Track laying commences on the (N scale) MRL 4th Sub.

October 17, 2008

Track laying in Missoula Yard, or rather the west leads and reception roads (4th Sub Milepost 122.13 to 122.87 at West Missoula Yard Limit), has commenced.

For to model the whole yard would require a building many feet in length and the resulting track purchase would bankrupt me! Cork road bed was cut and stuck down last night after the track formation was determined. This morning, everything appeared as it should – nice level cork without bulges and other unwanted deformation.

Work commences on the east end of the layout representing Missoula MT.

Cork placement will continue so that the cross overs at MP122.86, tracks 5 and 6, the ACS lead, the main line and the stock yard lead can be placed as phase 1 of the layout project. This means that additional track detail can be added later after the layout is up for test running. Additional lines can be added later before scenery commences. The track is pinned initially for alignment. Those pins will be removed after the ballasting is complete and there is sufficient glue to hold both the track and ballast in place. That’s a long way off of course.

In effect, the West End is a reception/departure yard as intended by the original builders of the full size yard. It leads into a return loop (off-scene) with access to seven storage yards that will hold seven 12 ft trains. There will be one running line in that area which is a return loop line representing the MRL 10th Sub which climbs away at 2.2% grade up Evaro Hill from Desmet at MP126. The mainline to Desmet and the junction complete with its signal bridge will be placed next.

The challenge is achieving reasonable distances between ‘stations’ so the tail of the longest trains is not half way down one yard when entering the next.

The following image shows more detail including the off-scene loop and the relationship to the second layout deck.

A last image of progress so far. More after the weekend!

Dundee show:
It’s the Dundee exhibition this weekend and I will be attending with the Nairnshire Modelling Supplies trade stand with all those essential modelling materials and components. I look forward to seeing you there. Our next outing after that will be Newcastle show on 8th and 9th November.


October 16, 2008

Choosing track is important. The N scale project had to be equipped with track which closely follows US practice and looks close to the wooden sleepered track used on Montana Rail Link. I considered a variety of trackage systems before settling on Atlas code 55.

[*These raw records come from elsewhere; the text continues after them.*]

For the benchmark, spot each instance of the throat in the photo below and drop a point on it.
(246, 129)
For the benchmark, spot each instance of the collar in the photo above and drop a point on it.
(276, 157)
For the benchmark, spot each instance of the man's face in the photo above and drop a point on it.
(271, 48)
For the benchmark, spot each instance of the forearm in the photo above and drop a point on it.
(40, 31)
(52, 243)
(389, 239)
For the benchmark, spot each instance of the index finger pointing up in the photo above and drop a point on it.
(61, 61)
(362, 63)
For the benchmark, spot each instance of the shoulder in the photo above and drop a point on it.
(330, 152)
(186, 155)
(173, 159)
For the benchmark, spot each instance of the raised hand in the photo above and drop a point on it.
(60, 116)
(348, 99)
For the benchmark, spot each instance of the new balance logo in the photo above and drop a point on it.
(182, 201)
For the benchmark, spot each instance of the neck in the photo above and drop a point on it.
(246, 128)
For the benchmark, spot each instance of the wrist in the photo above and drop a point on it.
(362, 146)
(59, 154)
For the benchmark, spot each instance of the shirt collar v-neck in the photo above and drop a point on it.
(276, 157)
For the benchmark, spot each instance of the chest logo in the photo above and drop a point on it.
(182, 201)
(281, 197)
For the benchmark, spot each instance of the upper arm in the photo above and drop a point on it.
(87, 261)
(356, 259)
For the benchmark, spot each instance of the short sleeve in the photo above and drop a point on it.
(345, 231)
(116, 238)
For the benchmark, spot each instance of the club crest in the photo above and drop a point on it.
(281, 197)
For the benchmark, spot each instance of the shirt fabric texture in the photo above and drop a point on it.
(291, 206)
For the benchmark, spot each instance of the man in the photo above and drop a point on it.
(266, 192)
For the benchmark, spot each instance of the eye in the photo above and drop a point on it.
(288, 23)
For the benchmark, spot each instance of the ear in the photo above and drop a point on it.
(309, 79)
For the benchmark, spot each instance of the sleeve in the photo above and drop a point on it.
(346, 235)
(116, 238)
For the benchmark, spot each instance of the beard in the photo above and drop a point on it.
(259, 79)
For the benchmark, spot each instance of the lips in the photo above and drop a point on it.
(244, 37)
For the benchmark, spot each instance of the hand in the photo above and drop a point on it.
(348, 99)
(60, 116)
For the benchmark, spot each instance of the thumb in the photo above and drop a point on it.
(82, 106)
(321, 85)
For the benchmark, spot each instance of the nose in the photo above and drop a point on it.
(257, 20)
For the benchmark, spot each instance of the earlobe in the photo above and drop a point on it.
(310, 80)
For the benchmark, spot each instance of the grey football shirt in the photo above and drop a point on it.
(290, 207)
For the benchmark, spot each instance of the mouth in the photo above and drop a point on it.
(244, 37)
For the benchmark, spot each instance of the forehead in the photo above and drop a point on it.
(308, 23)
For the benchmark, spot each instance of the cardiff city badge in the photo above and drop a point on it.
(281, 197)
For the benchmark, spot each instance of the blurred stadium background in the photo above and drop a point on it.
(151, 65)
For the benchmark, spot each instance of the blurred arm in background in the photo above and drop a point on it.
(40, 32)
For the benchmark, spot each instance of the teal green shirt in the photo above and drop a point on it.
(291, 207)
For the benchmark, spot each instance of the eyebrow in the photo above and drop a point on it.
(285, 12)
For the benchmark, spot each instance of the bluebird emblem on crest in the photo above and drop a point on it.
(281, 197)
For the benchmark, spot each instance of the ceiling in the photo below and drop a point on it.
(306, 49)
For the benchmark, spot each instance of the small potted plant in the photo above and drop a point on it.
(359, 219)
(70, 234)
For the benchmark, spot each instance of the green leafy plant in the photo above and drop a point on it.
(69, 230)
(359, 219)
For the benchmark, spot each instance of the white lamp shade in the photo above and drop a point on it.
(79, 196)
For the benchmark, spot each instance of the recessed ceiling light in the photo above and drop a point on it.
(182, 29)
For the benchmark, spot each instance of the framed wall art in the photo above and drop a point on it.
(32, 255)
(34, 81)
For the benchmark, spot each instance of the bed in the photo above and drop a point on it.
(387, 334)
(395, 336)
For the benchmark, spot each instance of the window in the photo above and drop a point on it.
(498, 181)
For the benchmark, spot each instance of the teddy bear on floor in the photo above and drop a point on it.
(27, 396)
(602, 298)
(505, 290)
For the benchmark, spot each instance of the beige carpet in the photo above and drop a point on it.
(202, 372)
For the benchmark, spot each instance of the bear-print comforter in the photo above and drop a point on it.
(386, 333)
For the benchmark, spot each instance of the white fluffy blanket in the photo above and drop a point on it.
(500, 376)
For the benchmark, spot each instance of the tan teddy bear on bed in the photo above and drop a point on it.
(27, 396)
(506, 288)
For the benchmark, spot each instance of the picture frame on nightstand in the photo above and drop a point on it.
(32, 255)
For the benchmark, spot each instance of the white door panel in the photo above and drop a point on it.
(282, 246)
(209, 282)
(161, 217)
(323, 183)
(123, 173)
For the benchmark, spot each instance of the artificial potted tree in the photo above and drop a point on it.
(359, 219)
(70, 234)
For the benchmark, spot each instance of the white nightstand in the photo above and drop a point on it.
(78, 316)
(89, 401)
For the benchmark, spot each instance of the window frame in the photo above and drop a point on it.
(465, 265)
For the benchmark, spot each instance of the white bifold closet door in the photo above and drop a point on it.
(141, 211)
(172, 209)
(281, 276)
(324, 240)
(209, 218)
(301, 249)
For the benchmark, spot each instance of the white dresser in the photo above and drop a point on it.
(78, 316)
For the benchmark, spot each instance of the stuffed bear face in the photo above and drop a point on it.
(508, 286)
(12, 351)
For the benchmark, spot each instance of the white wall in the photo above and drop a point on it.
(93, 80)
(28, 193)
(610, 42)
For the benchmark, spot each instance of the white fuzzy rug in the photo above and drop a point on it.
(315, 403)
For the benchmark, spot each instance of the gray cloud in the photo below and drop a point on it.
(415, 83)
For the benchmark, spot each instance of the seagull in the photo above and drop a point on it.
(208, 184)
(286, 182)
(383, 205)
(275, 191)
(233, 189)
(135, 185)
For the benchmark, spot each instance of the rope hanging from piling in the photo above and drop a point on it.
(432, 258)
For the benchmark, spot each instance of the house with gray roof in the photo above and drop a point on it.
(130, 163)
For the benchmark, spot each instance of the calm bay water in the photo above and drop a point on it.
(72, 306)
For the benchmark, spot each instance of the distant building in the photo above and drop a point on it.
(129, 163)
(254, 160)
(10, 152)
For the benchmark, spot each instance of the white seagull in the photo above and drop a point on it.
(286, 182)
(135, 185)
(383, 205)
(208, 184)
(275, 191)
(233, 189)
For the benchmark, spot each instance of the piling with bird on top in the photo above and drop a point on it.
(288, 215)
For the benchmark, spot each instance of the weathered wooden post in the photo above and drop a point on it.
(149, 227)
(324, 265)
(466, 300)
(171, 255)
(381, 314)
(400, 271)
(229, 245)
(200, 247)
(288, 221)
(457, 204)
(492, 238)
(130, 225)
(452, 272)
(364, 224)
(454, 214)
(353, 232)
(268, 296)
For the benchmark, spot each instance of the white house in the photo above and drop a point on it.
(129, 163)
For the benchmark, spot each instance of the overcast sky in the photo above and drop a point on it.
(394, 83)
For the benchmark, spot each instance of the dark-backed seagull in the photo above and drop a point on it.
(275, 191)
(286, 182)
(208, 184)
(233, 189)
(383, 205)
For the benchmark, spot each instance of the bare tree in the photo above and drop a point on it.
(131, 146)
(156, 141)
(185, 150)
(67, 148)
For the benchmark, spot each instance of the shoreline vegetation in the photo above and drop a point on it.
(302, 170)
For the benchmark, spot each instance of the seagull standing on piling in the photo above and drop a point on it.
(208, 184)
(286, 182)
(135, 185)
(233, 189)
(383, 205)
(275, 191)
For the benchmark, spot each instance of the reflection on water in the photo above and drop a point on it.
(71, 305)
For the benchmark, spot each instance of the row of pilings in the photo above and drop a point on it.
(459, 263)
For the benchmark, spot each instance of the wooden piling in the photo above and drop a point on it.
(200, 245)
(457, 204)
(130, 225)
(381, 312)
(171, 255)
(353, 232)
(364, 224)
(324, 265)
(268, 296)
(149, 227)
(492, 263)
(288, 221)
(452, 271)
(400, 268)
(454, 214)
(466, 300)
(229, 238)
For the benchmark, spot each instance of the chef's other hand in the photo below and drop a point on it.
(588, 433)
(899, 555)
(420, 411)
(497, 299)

The rail cross section is nice and fine. Sleeper (tie) detail is crisp and sharp. Note the rail spikes on alternate sides of the rail for each baseplate on the set track.

There is a wide selection of turnouts and crossings available including a monster #10. This is the #7 switch:

#5 switch for use in staging yards and other non-scenic areas:

Turnouts are fitted with metal isolated crossing vees which are controlled with a SPST switch for polarity switching when the turnout is set. It does not rely on contact between stock rails and switch rails to conduct power, thankfully and they should perform well with DCC control. One point to note about this track – the typical heavy pizza cutter N scale wheel set won’t run at all well on it. Low profile wheels are the only way!